Common: I look at myself as a pretty open person. I wear my heart out sometimes. Somebody told me that I was a private person about some things, and that’s probably true. But I wasn’t scared to talk about them. I read Malcolm X’s autobiography and other books by people who told their lives the way they went. I couldn’t be afraid to be free with it and I couldn’t hold back. I had to tell it like it is.
inReads: Were you a big reader growing up?
Common: I definitely used to read a lot. My mother made me read and write book reports about anything from Encyclopedia Brown to Invisible Man and Native Son. Books of that nature.
inReads: Who are some of your favorite storytellers from any realms–books, music, films?
Common: My father is one of my favorite storytellers. I also admire Spike Lee and Nas. Biggie was a great storyteller. I love Quentin Tarantino movies too.

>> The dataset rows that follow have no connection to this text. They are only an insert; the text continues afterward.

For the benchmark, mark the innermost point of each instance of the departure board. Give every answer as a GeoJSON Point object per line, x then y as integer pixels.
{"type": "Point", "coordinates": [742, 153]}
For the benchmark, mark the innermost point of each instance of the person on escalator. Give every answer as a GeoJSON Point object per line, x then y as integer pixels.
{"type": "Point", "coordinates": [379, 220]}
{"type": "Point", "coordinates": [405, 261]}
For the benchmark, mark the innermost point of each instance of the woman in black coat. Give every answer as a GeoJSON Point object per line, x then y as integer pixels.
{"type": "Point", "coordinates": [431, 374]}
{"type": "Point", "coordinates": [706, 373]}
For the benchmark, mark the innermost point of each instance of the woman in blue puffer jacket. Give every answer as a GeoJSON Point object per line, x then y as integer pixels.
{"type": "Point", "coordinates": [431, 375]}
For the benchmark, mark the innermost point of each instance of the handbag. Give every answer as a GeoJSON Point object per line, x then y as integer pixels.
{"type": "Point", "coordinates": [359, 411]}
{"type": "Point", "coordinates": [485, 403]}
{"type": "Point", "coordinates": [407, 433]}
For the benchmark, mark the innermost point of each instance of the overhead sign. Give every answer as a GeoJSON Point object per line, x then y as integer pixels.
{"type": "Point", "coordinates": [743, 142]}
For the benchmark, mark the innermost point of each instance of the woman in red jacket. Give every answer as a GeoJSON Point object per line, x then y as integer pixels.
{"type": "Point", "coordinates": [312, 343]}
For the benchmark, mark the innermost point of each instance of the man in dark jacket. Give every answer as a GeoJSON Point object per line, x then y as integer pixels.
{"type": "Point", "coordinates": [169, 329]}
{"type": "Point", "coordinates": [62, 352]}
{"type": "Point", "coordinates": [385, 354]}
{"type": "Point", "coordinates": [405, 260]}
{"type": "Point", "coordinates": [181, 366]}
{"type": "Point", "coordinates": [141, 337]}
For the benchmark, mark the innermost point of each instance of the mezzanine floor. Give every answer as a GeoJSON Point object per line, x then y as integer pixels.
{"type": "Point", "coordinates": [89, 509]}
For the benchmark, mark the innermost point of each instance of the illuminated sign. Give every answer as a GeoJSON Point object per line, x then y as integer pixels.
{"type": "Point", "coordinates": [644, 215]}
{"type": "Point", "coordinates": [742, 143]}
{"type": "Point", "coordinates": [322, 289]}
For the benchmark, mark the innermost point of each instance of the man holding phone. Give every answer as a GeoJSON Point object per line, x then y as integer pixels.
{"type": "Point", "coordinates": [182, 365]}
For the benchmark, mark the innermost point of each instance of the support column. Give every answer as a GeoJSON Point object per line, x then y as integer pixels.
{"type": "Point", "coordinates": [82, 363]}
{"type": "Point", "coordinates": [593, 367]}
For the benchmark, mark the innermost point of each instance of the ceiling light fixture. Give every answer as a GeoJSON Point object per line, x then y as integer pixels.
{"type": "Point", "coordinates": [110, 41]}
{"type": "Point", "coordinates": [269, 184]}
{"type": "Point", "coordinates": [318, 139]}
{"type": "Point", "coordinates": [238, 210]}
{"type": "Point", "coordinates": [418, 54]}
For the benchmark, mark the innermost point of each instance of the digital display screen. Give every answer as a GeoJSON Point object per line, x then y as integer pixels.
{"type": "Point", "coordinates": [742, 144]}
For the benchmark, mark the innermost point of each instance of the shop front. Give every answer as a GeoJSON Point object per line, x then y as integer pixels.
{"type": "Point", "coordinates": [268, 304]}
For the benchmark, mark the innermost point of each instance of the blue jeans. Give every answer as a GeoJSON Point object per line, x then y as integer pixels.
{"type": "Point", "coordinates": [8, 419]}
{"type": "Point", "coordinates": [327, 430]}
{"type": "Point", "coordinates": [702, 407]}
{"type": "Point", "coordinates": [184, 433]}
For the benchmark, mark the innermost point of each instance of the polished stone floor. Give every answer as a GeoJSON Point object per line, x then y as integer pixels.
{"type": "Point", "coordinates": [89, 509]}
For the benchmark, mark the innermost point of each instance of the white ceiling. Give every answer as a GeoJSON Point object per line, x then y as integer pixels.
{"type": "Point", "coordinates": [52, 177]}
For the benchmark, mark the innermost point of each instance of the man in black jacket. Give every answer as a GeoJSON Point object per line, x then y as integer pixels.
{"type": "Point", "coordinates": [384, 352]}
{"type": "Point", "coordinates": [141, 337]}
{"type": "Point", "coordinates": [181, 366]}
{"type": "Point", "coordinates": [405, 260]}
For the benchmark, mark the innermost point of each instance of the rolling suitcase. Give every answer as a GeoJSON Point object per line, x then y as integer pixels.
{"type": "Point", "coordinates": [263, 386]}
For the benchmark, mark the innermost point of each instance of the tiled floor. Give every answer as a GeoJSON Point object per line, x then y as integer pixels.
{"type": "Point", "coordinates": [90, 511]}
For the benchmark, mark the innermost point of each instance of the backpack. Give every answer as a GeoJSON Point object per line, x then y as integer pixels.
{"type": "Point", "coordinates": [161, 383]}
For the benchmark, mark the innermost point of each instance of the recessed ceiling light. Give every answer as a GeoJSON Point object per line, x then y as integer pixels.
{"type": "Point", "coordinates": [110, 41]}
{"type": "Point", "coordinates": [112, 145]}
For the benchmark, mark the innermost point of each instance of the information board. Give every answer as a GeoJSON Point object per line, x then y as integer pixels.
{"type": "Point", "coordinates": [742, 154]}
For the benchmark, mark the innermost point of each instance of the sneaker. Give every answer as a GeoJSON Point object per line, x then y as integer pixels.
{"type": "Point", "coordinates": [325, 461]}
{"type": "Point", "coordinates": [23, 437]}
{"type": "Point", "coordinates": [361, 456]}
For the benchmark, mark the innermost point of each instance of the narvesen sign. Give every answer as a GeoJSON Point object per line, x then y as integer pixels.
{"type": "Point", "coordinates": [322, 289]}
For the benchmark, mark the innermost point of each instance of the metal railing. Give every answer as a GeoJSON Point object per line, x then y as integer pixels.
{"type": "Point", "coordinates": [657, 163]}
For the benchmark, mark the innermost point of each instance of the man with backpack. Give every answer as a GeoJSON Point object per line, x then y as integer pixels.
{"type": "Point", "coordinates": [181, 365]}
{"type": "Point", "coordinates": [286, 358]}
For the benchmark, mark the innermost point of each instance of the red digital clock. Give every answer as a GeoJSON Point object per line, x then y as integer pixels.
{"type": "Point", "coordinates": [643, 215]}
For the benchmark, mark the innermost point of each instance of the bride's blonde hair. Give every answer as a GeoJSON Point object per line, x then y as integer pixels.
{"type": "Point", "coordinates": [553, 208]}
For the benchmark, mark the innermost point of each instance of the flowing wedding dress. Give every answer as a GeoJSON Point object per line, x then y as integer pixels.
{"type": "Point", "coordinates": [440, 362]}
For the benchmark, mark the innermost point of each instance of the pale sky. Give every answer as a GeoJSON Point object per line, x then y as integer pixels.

inReads: What makes a good story?
Common: A great story can make you laugh, make you cry, make you be scared and weary. It can make you go through all these emotions in one story. Great stories are intriguing; sometimes you may not even know where it’s going. It engulfs you because of the way it’s being told. You feel its soul. Great stories resonate.
inReads: What do you try to accomplish as a storyteller?
Common: I try to tell a story of hope and of love—that love can range from love for what you do, love for God, love in a relationship, love for your hood, love from where you come from. I like to tell stories that have inspiration. I like to tell stories that are intriguing, fun and take you some place. In acting, I love to tell the story of being human.
inReads: Are there other MCs who you’d like to see write an autobiography?
Common: Nas is writing one with the same book company that I’ve worked with, so I’m glad about that. It would be great to hear his story. I think Kanye’s would be interesting. He’s a person who would tell his truth.
inReads: What’s the last great book that you read?
Common: The Four Agreements. I like books that deal with self-love, not how to live, but about life.
inReads: Have you gone digital? Do you own an e-reader?
Common: I like to have books in my hand. I like print.